21  LongBet: Heterogeneous Treatment Effects in Panel Data

21.1 Introduction to LongBet

As businesses and policymakers increasingly rely on longitudinal data to make causal inferences, there’s a growing need for methods that can handle the complexities of panel data while estimating heterogeneous treatment effects. LongBet, introduced by Wang, Martinez, and Hahn (2024), fills this gap by extending the Bayesian Causal Forest (BCF) model to panel data settings.
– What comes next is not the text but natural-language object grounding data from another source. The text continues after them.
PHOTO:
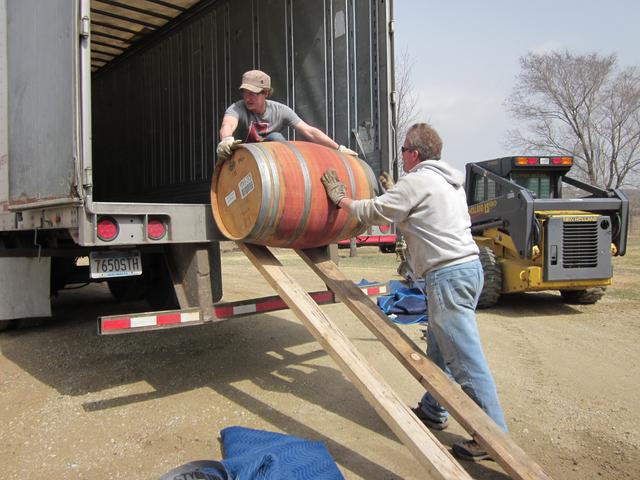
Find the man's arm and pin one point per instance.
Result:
(315, 135)
(229, 125)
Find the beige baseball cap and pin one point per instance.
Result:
(255, 81)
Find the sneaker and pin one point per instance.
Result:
(470, 450)
(429, 422)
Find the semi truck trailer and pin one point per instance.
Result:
(109, 113)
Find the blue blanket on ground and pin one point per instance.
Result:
(258, 455)
(255, 454)
(405, 304)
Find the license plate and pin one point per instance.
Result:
(115, 263)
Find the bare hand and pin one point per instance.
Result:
(336, 190)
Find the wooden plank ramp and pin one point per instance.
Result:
(431, 454)
(471, 417)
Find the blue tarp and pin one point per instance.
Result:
(405, 304)
(259, 455)
(256, 454)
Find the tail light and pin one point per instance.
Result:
(156, 228)
(107, 228)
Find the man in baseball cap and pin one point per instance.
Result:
(255, 118)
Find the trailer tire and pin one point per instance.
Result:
(4, 324)
(587, 296)
(492, 288)
(127, 289)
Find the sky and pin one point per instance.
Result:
(466, 58)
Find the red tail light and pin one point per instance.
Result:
(527, 160)
(156, 229)
(107, 229)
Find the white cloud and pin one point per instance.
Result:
(472, 123)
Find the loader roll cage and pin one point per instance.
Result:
(496, 200)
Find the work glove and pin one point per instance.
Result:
(347, 151)
(336, 190)
(226, 147)
(386, 180)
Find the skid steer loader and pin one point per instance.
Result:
(533, 238)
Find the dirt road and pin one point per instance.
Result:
(75, 405)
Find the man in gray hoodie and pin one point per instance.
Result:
(429, 206)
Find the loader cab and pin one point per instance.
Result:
(542, 176)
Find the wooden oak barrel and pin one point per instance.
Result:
(270, 194)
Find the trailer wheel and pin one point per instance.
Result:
(586, 296)
(4, 324)
(492, 278)
(127, 289)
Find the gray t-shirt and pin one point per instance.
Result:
(253, 128)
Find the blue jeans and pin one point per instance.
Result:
(453, 341)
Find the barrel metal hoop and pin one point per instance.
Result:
(352, 183)
(265, 165)
(307, 198)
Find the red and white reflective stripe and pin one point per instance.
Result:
(119, 324)
(155, 321)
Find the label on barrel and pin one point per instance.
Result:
(246, 185)
(230, 198)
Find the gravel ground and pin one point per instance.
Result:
(76, 405)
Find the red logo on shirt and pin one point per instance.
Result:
(257, 132)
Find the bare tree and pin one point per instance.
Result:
(407, 110)
(580, 105)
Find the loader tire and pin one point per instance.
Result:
(127, 288)
(492, 278)
(587, 296)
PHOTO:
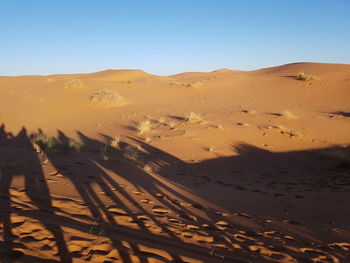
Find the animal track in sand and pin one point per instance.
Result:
(160, 210)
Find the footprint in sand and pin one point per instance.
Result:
(292, 222)
(344, 246)
(117, 211)
(222, 225)
(319, 255)
(160, 210)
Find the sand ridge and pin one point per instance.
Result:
(228, 166)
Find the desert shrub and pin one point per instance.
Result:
(106, 97)
(46, 144)
(194, 117)
(304, 77)
(114, 142)
(67, 147)
(43, 143)
(287, 114)
(144, 126)
(74, 83)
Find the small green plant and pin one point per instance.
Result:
(114, 142)
(287, 114)
(46, 144)
(74, 83)
(67, 147)
(106, 97)
(194, 117)
(144, 126)
(43, 143)
(304, 77)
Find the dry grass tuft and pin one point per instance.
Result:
(194, 117)
(73, 84)
(106, 97)
(46, 144)
(144, 126)
(304, 77)
(287, 114)
(114, 142)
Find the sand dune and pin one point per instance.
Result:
(223, 166)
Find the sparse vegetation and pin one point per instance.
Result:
(144, 126)
(73, 84)
(172, 124)
(194, 117)
(106, 97)
(304, 77)
(114, 142)
(244, 124)
(288, 114)
(46, 144)
(131, 153)
(249, 111)
(42, 143)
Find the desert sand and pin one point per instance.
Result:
(224, 166)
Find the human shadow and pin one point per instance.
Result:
(19, 153)
(108, 178)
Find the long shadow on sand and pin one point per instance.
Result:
(99, 174)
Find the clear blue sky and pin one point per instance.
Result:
(169, 36)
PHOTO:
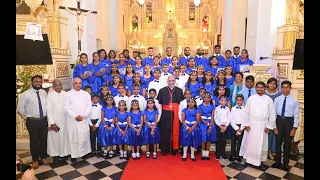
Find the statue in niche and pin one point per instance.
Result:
(205, 23)
(135, 23)
(149, 17)
(191, 16)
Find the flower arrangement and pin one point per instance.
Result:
(23, 82)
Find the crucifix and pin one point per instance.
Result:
(80, 13)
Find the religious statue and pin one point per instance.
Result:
(292, 11)
(80, 20)
(135, 23)
(149, 17)
(205, 23)
(191, 16)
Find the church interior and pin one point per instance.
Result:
(268, 29)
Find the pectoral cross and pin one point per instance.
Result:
(80, 19)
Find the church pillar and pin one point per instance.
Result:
(226, 34)
(261, 28)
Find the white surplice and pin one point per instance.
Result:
(57, 142)
(260, 115)
(78, 103)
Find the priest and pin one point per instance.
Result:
(77, 104)
(260, 119)
(169, 97)
(57, 142)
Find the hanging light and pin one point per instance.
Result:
(141, 2)
(197, 2)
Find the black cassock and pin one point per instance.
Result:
(167, 117)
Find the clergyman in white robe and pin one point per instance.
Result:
(57, 142)
(78, 103)
(260, 115)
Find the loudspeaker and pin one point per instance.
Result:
(298, 58)
(29, 52)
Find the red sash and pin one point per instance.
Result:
(175, 137)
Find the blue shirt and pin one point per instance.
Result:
(245, 92)
(291, 109)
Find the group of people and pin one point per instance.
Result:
(177, 104)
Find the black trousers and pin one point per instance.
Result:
(38, 133)
(235, 142)
(284, 127)
(93, 137)
(221, 143)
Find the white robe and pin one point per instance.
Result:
(260, 114)
(78, 103)
(57, 143)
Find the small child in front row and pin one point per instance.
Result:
(135, 122)
(208, 132)
(222, 120)
(121, 135)
(94, 121)
(151, 133)
(189, 128)
(237, 117)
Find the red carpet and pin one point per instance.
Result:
(173, 168)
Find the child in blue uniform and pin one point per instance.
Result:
(189, 130)
(151, 133)
(135, 122)
(106, 128)
(121, 136)
(193, 85)
(208, 132)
LongBet is particularly suited for short panel data with large cross-sectional samples and observed confounders. Unlike traditional difference-in-differences methods that often rely on the parallel trends assumption, LongBet leverages observed confounders to impute potential outcomes and identify treatment effects. LongBet models the data generating process as follows:

\[ Y_{it} = \alpha\mu(X_i, T=t) + \beta_S\nu(X_i, S_{it}, T=t) + \epsilon_{it} \]

where:

  • \(Y_{it}\) is the outcome for individual \(i\) at time \(t\)
  • \(X_i\) are time-invariant covariates
  • \(S_{it}\) is the time elapsed since treatment adoption
  • \(T\) is the time period
  • \(\mu(\cdot)\) is the prognostic function
  • \(\nu(\cdot)\) is the treatment effect function
  • \(\beta_S\) is a Gaussian process factor capturing the general trend of treatment effects
  • \(\epsilon_{it}\) is an independent Gaussian error term

Both \(\mu(\cdot)\) and \(\nu(\cdot)\) are modeled using XBART and considering splits on the time dimension.

21.2 Key Features of LongBet

  1. Flexibility in Trend Modeling: LongBet doesn’t require the parallel trends assumption, making it suitable for scenarios where this assumption may not hold.
  2. Handling of Staggered Adoption: The model can accommodate treatments adopted at different times across units.
  3. Separation of Prognostic and Treatment Effects: Like BCF, LongBet separates the modeling of prognostic and treatment effects, allowing for different regularization strategies.
  4. Time-Varying Treatment Effects: The model captures how treatment effects may change over time since adoption.
  5. Bayesian Uncertainty Quantification: As a Bayesian method, LongBet provides credible intervals for conditional treatment effects.

21.3 Comparison with Traditional Panel Methods

LongBet offers several advantages over traditional panel data methods:

  1. Relaxed Assumptions: Unlike difference-in-differences, LongBet doesn’t rely on the parallel trends assumption.
  2. Heterogeneous Effects: LongBet can capture complex, nonlinear heterogeneity in treatment effects.
  3. Flexible Functional Form: The use of tree-based models allows for flexible modeling of the relationship between outcomes, covariates, and time.
  4. Uncertainty Quantification: The Bayesian framework provides natural uncertainty estimates for all quantities of interest.

21.4 Example Application

TODO

21.5 Conclusion

LongBet represents a significant advancement in causal inference for panel data. By combining the flexibility of tree-based methods with the ability to handle longitudinal data, it offers a powerful tool for estimating heterogeneous treatment effects in complex, real-world scenarios.

However, like all methods, LongBet has its limitations. It assumes that all relevant confounders are observed and time-invariant. It may also struggle in scenarios with limited overlap between treated and control units across time. As always in causal inference, careful consideration of the problem at hand and the assumptions of the method is crucial.